Bob thought it ought to be worth a fat fee to pull this deal out of the fire and turn out a finished product with fairly high volume in seven months. The Intercontinental Manufacturing Company, which at that point existed only in a briefcase, didn't disagree, but their doubts that it could be done were apparent when they scaled back Bob' s salary request and offered him $5 for each tractor delivered on time instead.

Bob managed to get commitments from the suppliers, and then arranged with the Texas Engineering & Manufacturing Company (TEMCO) to do the assembly at its Garland, Texas facility. By October production was flowing smoothly, another 1500 tractors had been sold to Brazil, and the Intercontinental Manufacturing Company was off and running with Silver as president and Yonash as V.P. of production.

===Intercontinental diesel tractor===
IMCO also produced a diesel version of the tractor, powered by a Buda Engine Co. engine. This was Models D-E and D-F.

==Switch to defense production of aircraft components==
By 1951, IMCO had switched its emphasis to approximately ninety percent defense production of aircraft components. Aircraft components produced in IMCO's early days included:
- B-36 trailing edges
- P5M-1 wings
- B-47 tank support
- F4U aft section
- Bell Helicopter center frame

===Acquisition of the Southern Aircraft plant in Garland===
Initially, IMCO's offices were in space subleased from TEMCO in the old North American Aviation plant in Dallas, where its tractors were being assembled. In March 1949, IMCO leased the Garland, Texas facility of the Southern Aircraft Corporation (SAC), which had gone bankrupt earlier that year. In the process, IMCO also acquired SAC's inventory. When the facility became available for purchase the next year from the War Assets Administration and the Public Buildings Agency, IMCO bought it.
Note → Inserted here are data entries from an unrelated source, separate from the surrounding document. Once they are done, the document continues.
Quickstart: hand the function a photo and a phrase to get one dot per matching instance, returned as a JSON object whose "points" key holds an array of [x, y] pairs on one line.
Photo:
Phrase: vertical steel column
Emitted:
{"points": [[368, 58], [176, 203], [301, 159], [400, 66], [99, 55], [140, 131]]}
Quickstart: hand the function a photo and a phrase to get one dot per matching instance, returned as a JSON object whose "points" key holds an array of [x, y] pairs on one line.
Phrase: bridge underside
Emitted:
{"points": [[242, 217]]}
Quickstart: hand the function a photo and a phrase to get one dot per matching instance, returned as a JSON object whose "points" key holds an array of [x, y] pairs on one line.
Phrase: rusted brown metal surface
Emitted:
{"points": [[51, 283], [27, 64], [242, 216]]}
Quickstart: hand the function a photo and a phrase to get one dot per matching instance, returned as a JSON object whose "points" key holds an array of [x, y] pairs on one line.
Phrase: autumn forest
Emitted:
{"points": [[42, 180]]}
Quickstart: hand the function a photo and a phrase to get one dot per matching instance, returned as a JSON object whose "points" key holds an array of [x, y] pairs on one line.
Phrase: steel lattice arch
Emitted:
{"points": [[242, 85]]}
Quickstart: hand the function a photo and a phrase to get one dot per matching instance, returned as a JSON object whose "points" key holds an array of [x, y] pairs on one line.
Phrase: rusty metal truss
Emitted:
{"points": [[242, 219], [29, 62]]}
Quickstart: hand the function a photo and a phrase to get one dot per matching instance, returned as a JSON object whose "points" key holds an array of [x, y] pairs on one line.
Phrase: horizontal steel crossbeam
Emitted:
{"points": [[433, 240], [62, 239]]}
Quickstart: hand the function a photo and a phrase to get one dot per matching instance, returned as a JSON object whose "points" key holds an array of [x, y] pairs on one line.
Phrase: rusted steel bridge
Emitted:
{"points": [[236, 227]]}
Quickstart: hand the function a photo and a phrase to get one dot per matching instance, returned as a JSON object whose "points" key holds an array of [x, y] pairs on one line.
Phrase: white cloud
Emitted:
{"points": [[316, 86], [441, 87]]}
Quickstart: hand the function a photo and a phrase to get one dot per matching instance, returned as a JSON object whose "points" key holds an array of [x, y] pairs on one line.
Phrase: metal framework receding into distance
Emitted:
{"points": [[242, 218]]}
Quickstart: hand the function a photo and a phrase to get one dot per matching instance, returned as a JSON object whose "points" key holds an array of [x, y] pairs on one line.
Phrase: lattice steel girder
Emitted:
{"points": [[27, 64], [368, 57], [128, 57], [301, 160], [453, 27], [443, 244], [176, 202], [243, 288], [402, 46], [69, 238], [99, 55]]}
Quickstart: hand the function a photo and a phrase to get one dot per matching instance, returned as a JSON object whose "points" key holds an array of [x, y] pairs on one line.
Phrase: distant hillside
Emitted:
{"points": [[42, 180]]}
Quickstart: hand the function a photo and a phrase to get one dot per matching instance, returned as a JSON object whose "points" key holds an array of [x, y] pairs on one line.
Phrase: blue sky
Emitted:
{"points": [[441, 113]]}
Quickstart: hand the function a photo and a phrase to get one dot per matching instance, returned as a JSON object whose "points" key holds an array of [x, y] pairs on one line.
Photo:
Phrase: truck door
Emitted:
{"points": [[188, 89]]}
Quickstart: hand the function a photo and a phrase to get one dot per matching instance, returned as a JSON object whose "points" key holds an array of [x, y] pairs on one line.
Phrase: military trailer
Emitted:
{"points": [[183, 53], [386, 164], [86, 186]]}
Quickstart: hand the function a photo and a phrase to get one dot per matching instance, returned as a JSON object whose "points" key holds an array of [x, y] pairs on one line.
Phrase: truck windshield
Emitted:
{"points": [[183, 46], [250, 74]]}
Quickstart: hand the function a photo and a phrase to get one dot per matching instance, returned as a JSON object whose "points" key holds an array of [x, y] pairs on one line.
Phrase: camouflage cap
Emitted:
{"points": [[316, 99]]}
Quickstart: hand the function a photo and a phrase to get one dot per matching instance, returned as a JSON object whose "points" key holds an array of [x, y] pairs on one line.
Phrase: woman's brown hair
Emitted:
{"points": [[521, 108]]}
In addition to moving its tractor assembly from TEMCO and opening a second line, IMCO produced several products at the Garland facility:
- Aircraft parts, including engine mounts for the B-36 bomber on a subcontract with Consolidated-Vultee
- Bus bodies for Cuba and Greece under the Marshall Plan
- Farm implements for Brazil and other countries

===Brady Aviation Corporation===
In October 1951, IMCO started a subsidiary, Brady Aviation Corporation (BAA), at the Curtis Airfield in Brady, Texas. The terms of the lease were $1 a year for 20 years on the condition that BAA provide a minimum of 500 jobs within six months. By the time of its first anniversary, BAA had 1300 employees with a payroll of $3,500,000 per year and was still growing. This success was due in part to contracts with the Glenn L. Martin Company and Boeing.

==IMCO Timeline==
- 1948 Formed in Garland, Texas: producing tractors, farm implements, busses, and motor coaches
- 1949 Purchased the former Southern Aircraft facility in Garland, Texas
- 1951 Business now 90% defense production of aircraft components
- 1951 Brady Aviation Corporation subsidiary formed
- 1955 IMCO sold to unknown buyer(s)
- 1964 American Hydrocarbon acquired IMCO from Lionel Corporation
- 1967 Intercontinental Industries holding company formed in Florida primarily to operate IMCO
- 1968 Acquired by International Controls Corporation, owner of Datron Systems
- 1988 ICC sold subsidiary Datron Systems to the new company Datron, Inc.
- 2003 General Dynamics acquired IMCO from Datron, Inc.